Given that apnoea-link studies with a single channel of nasal airflow pressure have produced promising results, well-designed cost-effectiveness studies should be performed in the future.

Conclusions

Although in-laboratory PSG is the standard test used to diagnose OSA, the evidence shows that, in adult patients with a high pre-test probability of moderate-to-severe OSAS, unattended portable monitoring devices (type 2 and 3) can be used at home for diagnosis, particularly when access to laboratory sleep studies and sleep specialists is limited [71–74, 97, 98, 117]. This approach could reduce the underdiagnosis and undertreatment of OSAS patients.

Moreover, we should not forget that PSG becomes important in patients who have symptoms and certain comorbidities, such as COPD or stroke, but no significant indication of OSAS on portable monitoring, as well as in patients with a history suggesting a different sleep disorder.

Results obtained from portable monitoring devices may be less accurate compared with those from attended devices, but overall they are less expensive and can be used in the patient's home. There is no ideal portable monitoring device, but the device needs to provide a sufficiently accurate diagnosis and be adaptable for auto-application in the home by inexperienced patients.

Several strategies have considered a primary care model [25] and a trained nurse model using home autoCPAP [74] to diagnose and treat patients with OSAS, with promising results. Moreover, there are many studies that show no difference in short-term compliance and response to CPAP therapy when portable monitoring and CPAP autotitration at home are compared with in-laboratory PSG.

With regard to evidence gathered in type 4 sleep studies, the results are less conclusive. There remains some residual doubt about the generalised use of these devices for diagnosis. Nevertheless, studies performed on SNP versus in-laboratory PSG [88, 104–111] have achieved acceptable outcomes, but more studies are still necessary.

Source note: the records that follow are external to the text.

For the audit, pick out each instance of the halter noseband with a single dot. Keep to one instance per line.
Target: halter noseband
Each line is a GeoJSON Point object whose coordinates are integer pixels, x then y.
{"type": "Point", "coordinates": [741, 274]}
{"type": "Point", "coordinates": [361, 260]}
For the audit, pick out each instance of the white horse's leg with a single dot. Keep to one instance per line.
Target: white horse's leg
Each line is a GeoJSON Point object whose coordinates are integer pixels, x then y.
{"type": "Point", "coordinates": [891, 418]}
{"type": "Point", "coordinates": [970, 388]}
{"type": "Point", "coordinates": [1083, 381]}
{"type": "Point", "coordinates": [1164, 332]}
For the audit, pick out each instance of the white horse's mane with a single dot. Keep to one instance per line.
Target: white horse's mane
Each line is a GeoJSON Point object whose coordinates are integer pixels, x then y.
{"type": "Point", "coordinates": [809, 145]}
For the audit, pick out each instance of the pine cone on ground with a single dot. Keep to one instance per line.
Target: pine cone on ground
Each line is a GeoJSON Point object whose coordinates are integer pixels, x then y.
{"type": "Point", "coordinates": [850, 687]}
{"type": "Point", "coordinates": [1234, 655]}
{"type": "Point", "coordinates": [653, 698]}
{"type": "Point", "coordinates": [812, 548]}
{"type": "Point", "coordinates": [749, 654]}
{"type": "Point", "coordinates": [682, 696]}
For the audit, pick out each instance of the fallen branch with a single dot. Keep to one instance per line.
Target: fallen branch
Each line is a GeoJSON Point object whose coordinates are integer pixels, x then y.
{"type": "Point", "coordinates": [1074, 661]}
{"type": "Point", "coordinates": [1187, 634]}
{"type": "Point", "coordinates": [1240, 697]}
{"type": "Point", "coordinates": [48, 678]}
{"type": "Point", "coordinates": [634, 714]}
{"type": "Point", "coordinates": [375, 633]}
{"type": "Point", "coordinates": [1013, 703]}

It is probable the management of OSAS patients could be improved by using the type 1–4 sleep studies available in a sleep reference centre, working in coordination with primary care and sleep nonreference centres that only have type 3 or 4 monitoring devices available. This approach could also be enhanced by telematic procedures [52]. One possible diagnostic and management strategy in cases of suspicion of OSAS is summarised in figure 1].

Figure 1.

Diagnostic and management strategy recommended in obstructive sleep apnoea syndrome (OSAS) suspicion [52, 75–77]. Low probability: snoring + apnoea + no sleepiness, no cardiovascular comorbidity. Medium probability: snoring + apnoea and/or Epworth Sleepiness Scale (ESS) 12–15 and/or body mass index (BMI) >30 kg·m⁻², no cardiovascular comorbidity. High probability: snoring + apnoea + ESS >15 and/or BMI >30 kg·m⁻² and/or cardiovascular comorbidity. ^#: consider also single nasal pressure and oximetry (type 4 sleep study) and auto-continuous positive airway pressure (CPAP); ^¶: no agreement in respiratory polygraphy (RP) apnoea/hypopnoea index (AHI) cut-off point to establish OSAS diagnosis by RP, but could consider OSAS with RP AHI cut-off point ≥10 events·h⁻¹ [52]. COPD: chronic obstructive pulmonary disease; PSG: polysomnography; MSLT: Multiple Sleep Latency Test.

We should really regard ambulatory monitoring as a complementary rather than an exclusive method of in-laboratory PSG in OSAS patients.

It is time to look to the future and, as stated by the official Americal Thoracic Society/AASM/American College of Chest Physicians/European Respiratory Society Workshop report, there are priorities in ambulatory management of adults with OSAS [118]. We should work together to establish adequate research networks for sleep disorders and develop disease management models based on prospective clinical and economic outcome studies because, despite the possible appeal of portable monitoring devices, more cost-effectiveness studies with measures of quality-associated life-years should be performed. There is also a need for studies in specific populations, such as children and patients without any high pre-test probability of OSAS and, finally, scoring methods need to be standardised.